24 janv. 2009

Ruta 40 et pistes en folie

20 Jan 09

Nous sommes à Cafayate. Petit village avec ses rues en terre. C’est aussi le début de la route du nord, passage assez touristique. Nous retrouvons, par conséquent, beaucoup de monde et des tarifs qui s’envolent. Le village ressemble à un immense centre pour touristes avec son artisanat « local », ses multiples hôtels, ses restaurants en tout genre et ses bars. Il conserve néanmoins un caractère andin assez sympathique mais est de plus en plus prisé car il se situe aussi au milieu des vignobles. Cette pause nous permet de nous ravitailler en protéines en dégustant, une nouvelle fois, les steaks de Chorizo, incomparables.
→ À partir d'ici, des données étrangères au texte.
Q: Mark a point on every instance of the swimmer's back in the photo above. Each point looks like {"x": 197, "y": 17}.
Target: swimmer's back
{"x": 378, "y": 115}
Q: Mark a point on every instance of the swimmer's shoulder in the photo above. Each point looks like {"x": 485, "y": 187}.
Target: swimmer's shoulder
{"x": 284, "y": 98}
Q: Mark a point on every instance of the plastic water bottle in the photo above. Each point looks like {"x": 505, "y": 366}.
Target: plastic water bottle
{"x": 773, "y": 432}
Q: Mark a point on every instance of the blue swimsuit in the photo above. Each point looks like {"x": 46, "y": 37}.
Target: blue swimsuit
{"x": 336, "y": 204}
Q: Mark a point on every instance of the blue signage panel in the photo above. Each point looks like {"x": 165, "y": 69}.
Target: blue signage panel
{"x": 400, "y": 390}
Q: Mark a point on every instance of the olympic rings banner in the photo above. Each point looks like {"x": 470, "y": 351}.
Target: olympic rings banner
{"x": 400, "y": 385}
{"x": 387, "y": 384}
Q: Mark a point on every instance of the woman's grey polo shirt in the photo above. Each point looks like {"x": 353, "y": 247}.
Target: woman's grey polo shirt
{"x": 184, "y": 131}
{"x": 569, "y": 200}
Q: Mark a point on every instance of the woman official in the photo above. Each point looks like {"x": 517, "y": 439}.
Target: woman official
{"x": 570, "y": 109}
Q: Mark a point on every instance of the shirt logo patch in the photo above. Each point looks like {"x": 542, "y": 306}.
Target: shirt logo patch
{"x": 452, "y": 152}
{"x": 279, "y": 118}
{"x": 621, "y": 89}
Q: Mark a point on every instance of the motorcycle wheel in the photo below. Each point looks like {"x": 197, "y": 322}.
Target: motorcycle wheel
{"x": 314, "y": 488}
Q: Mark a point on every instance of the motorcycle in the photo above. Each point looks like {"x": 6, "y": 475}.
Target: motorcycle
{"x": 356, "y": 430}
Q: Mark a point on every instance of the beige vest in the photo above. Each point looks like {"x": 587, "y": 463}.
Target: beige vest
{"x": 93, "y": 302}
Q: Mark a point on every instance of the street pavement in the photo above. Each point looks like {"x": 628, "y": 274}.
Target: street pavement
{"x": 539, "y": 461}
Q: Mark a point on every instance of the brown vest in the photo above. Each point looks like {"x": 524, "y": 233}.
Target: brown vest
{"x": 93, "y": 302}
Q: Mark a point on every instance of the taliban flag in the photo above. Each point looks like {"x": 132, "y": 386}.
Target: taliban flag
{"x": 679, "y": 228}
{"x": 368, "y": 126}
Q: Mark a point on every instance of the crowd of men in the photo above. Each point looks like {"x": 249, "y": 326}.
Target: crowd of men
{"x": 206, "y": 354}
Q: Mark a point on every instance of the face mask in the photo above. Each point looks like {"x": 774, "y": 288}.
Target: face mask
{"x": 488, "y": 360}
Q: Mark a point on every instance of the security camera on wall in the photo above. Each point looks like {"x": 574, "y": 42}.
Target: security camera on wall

Nous partons de Cafayate ce jour pour rejoindre Salta plus au nord. Nous évitons la route directe en préférant prendre la Ruta 40 : 400 kms dont la moitié en piste. Cette route passe par les célèbres vallées Calchaquies, sorte de vallées verdoyantes au milieu de montagnes colorées et découpées. Elle traverse également la Quebrada de las flechas (les Quebradas sont des canyons). Ici, la piste se perd en ce vaste labyrinthe de formations rocheuses plissées et abruptes. Cela pourrait ressembler à la formation d’un glacier mais en roches. Voyager en voiture est apaisant, il suffit juste de laisser flotter son regard autour de soi et de profiter. Cela compense largement la fatigue due à la conduite sur piste généralement sinueuse. Une de nos pauses nous fait rencontrer un groupe de cyclistes argentins, sexagénaires dans la force de l’âge, qui parcourt quasiment le même trajet que le nôtre mais à VTT, incroyable. Nous ne pouvons que les féliciter pour leurs exploits car dans cette région, ça monte, ça descend, il fait chaud mais aussi froid à chaque franchissement de col et le vent est toujours présent. Nous poursuivons notre route et traversons la Valle de los Cordones (vallée de cactus). La Ruta 40 nous mène jusqu’au charmant village de Cachi où nous déjeunons sur une terrasse ombragée de vigne. Accessible uniquement par la piste, il est perdu au milieu des montagnes ce qui lui donne son caractère authentique et préservé d’un village andin : une place centrale juxtaposée à une petite église, quelques rues adjacentes en terre battue et des marchands ambulants venus aguicher le touriste égaré. On est fan. Nous reprenons la route, la vraie, pour quelques kilomètres seulement. Le ciel s’obscurcit, les degrés chutent, Cerise n’indique plus que 7°C et face à nous un tout autre paysage. Une chapelle en haut d’un col à environ 4000 m sur un fond de prairie verte chlorophylle, des moutons et une imposante montagne sous les nuages. En quelques mètres, nous sommes passés d’une vallée désertique à cactus aux Costwolds de Cheltenham. Nous descendons tranquillement cette longue piste en lacet qui serpente sans fin en ne perdant pas une miette de la luminosité si particulière du paysage.
Nous arrivons à Salta en fin d’après midi : un plein d’essence, quelques courses et rebelote, nous partons à la recherche d’un hôtel. Salta est une grande ville qui s’étend dans un bassin entouré de pics verdoyants. Et comme toute grande ville, ce sont beaucoup de voitures, de bruit et de monde. C’est la ville la plus animée du nord du pays. Nous passons la nuit dans un hostal plutôt lugubre mais le seul disponible dans le budget !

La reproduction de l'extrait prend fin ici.